Jason nodded. “Probably, but I can’t.”
She took a sip of her tea and then pursed her lips. “Well, let’s see. He left Sutter’s Bay for a while. Not long after you, I guess. I heard from his mother he went down to San Francisco. I don’t know what he did while he was there. I didn’t really have a lot of contact with him or his mother because your father wouldn’t permit it.”
“Right.” He was proud of himself for not sounding too bitter.
“Anyway, he came back here probably eight years ago now. And he brought a man with him. I never spoke to them, of course, you know, with your father, but I’d see them together at the grocery store. They looked happy.”
“Did-did Dad say things to them?”
She shook her head, smiling slightly. “He just ignored them. Pretended they didn’t exist. I’d say Danny and the other man did the same thing with your father.”

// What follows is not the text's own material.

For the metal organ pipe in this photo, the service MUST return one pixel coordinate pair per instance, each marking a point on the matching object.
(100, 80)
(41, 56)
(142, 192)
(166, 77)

“Danny said they broke up a couple of years ago.”
“Yes, I heard. I don’t know why. I do know the other man, um, Harris was his first name, left Sutter’s Bay.”
Sooner or later most people left Sutter’s Bay, Jason mused. Yet, here he was.
“And you?” she asked. “Don’t you have a-a significant other?”
Jason sighed. “I did. He left me when I got shot. He didn’t want to deal with the aftermath.”
“Well, that’s just terrible.”
He wasn’t sure he wouldn’t have felt the same if he had been in Rick’s position. “So, what do you want for dinner?”
His mother smiled. “Chinese.”
Jason hated Chinese food. “Then Chinese it is. I’ll go get the phone book.”
“Are you sure?” She looked uncertain and afraid. It cracked his heart just a little more.
“Anything for you, Ma. Anything for you.”